Default to PostgreSQL for new stateful services
- Status: proposed
- Deciders: <team or role>
- Technical story: <issue link> · Date: <YYYY-MM-DD>
Context and Problem Statement
We operate two supported relational engines with duplicated operational cost. New services pick databases ad hoc, which fragments runbooks, onboarding, and on-call.

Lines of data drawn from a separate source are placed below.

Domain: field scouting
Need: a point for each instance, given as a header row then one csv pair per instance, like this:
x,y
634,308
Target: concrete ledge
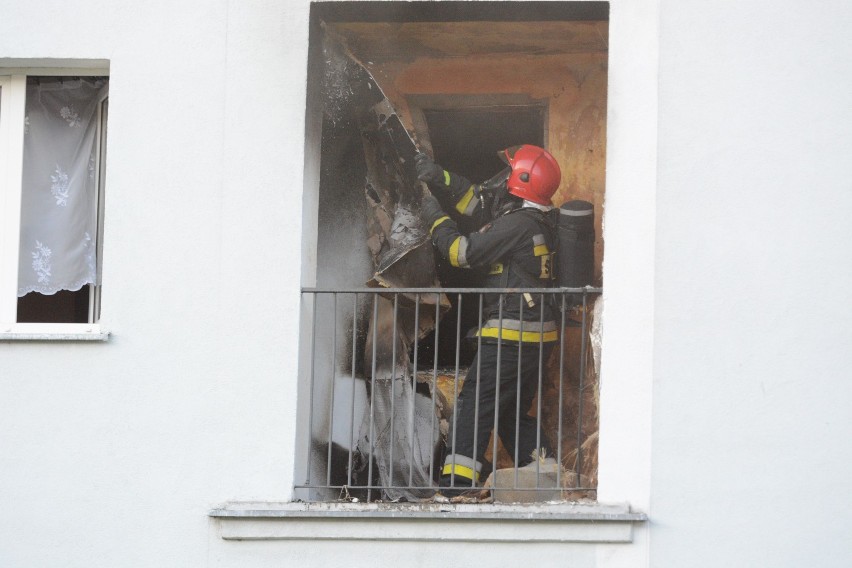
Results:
x,y
84,336
554,522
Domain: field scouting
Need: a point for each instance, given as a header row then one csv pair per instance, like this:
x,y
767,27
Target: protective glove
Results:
x,y
430,210
428,170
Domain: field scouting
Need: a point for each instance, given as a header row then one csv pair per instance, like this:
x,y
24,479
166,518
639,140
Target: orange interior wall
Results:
x,y
573,86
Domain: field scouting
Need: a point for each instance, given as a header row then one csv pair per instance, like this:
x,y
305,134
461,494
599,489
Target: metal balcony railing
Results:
x,y
384,373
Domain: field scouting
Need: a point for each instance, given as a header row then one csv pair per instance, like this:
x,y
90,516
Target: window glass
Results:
x,y
61,191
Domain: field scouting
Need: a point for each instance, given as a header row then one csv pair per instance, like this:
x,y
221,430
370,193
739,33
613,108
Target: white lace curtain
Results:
x,y
59,202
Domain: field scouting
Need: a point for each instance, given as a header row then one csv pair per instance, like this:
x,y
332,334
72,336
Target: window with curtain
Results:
x,y
62,133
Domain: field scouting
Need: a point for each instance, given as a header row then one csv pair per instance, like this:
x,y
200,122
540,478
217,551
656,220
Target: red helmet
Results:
x,y
535,174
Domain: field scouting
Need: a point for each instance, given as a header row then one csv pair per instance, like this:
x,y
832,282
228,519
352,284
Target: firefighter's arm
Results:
x,y
474,250
452,188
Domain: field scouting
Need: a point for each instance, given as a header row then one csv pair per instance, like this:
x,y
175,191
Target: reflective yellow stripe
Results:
x,y
460,470
438,222
515,335
454,252
463,203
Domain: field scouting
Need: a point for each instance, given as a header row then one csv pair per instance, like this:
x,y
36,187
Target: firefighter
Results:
x,y
514,247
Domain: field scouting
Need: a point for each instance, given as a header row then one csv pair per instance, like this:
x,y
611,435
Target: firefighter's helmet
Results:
x,y
535,174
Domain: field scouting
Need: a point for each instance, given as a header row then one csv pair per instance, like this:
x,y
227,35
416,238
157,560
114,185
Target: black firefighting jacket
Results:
x,y
515,249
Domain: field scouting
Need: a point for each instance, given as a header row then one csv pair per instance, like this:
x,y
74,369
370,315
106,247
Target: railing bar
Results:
x,y
497,386
540,392
434,381
456,389
365,290
561,395
394,337
313,382
518,387
413,387
413,487
331,390
581,394
476,401
352,402
372,392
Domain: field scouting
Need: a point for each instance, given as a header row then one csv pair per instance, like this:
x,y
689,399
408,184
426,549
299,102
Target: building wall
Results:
x,y
752,326
112,454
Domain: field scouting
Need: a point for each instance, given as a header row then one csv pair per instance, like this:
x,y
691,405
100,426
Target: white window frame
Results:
x,y
13,91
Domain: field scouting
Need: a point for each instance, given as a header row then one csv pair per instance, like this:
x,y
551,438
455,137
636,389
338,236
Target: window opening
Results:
x,y
62,199
373,422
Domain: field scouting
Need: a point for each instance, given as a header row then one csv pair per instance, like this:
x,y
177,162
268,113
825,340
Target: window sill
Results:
x,y
545,522
53,332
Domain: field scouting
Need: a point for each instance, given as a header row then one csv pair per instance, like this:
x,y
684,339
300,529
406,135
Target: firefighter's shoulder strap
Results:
x,y
527,278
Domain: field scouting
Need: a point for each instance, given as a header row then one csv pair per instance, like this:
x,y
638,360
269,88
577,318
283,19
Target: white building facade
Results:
x,y
143,439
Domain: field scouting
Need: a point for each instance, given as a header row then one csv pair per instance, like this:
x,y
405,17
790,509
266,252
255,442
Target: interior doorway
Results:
x,y
465,140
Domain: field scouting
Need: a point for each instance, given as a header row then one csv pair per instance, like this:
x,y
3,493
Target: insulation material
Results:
x,y
399,431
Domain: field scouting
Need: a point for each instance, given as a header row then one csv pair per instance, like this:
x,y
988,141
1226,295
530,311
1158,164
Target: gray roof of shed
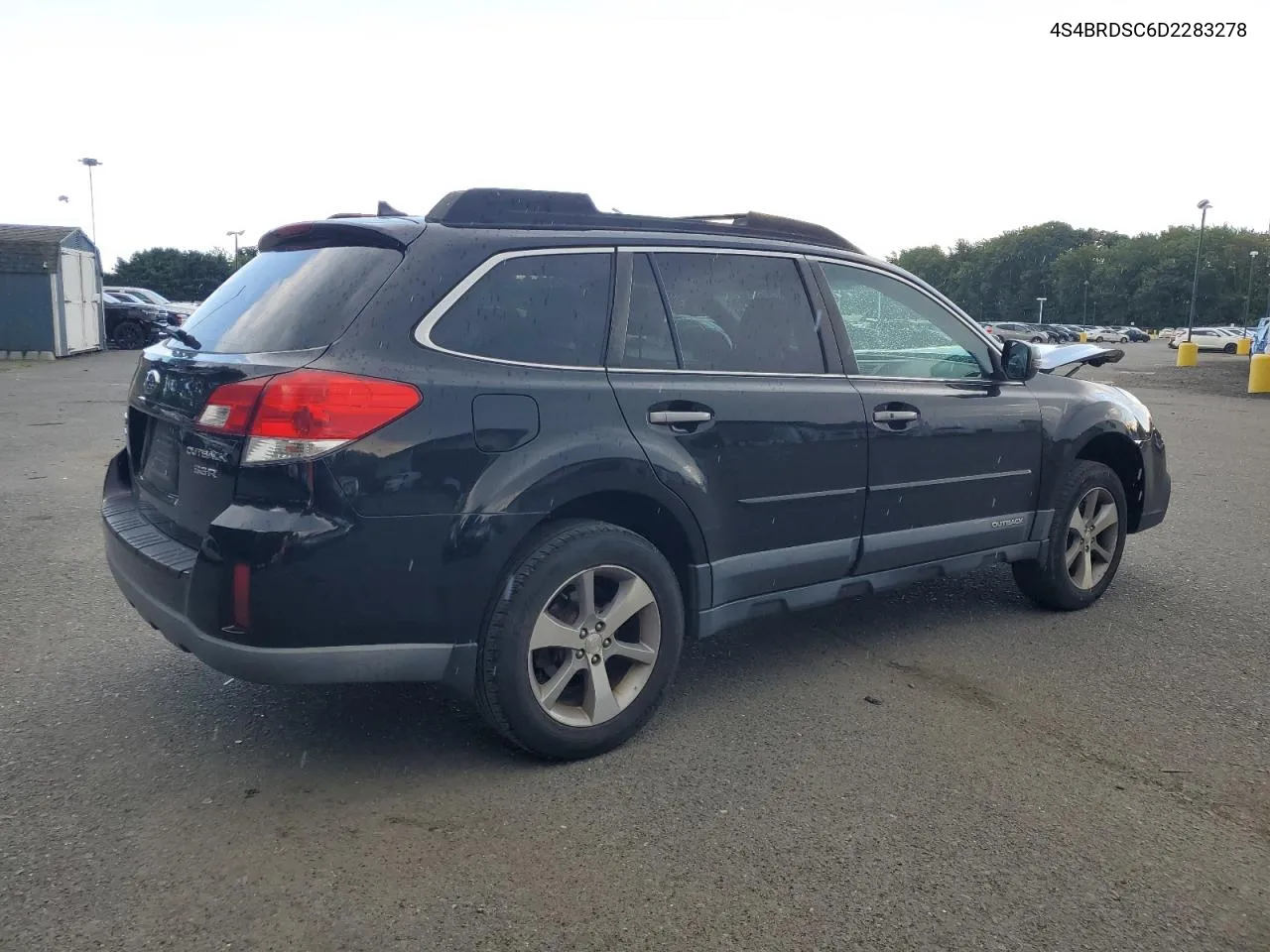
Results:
x,y
35,234
35,249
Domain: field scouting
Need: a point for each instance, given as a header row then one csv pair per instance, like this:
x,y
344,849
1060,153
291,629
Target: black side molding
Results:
x,y
715,620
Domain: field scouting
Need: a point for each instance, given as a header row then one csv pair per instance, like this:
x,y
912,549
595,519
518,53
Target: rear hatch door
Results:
x,y
278,312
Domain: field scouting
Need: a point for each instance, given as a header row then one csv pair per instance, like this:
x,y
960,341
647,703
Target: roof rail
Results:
x,y
525,208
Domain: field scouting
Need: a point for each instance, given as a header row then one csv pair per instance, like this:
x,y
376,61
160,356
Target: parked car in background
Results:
x,y
397,448
131,325
1207,339
1109,335
1261,336
154,298
1135,334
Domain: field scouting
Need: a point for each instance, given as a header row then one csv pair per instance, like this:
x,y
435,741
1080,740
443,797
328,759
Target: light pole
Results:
x,y
1247,301
1203,213
91,204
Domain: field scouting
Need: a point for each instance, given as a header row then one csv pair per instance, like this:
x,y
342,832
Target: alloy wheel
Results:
x,y
1092,536
594,645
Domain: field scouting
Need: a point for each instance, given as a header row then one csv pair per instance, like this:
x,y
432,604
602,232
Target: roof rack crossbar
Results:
x,y
524,208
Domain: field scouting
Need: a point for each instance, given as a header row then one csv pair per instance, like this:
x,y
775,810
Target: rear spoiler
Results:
x,y
1052,357
395,234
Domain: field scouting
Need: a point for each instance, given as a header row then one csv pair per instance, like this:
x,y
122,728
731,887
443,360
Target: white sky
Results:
x,y
896,123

We need a default that matches where we already have depth (PostgreSQL) without forcing unowned migrations from MySQL.
Decision Drivers
- Reduce duplicated SRE and platform surface
- One obvious default in templates and sample repos
- Honest exceptions where legacy or certification blocks PostgreSQL
Considered Options
- Status quo (split defaults) — lowest migration risk; highest long-term toil and unclear ownership of “which engine here”.
- Force PostgreSQL everywhere — rejected: would drive unowned migrations and break vendor-certified MySQL workloads.
Decision Outcome
Chose PostgreSQL 15+ as the default for new stateful services after 2026-05-01, with an explicit, reviewed opt-out path. Existing MySQL services stay until an owned migration is proposed.
Consequences
- Greenfield work converges on one engine for provisioning, testing, and docs
- Opt-out ADRs and vendor exceptions remain first-class, not a hack
- MySQL expertise remains needed for a long tail of services
Pros and Cons of the Options (summary)
PostgreSQL default wins on operability and existing team skill in-house. MySQL is still valid where constraints are real; the cost is ongoing dual support until legacy shrinks.
Confirmation
Platform council + SRE; recorded in this ADR and linked from internal templates.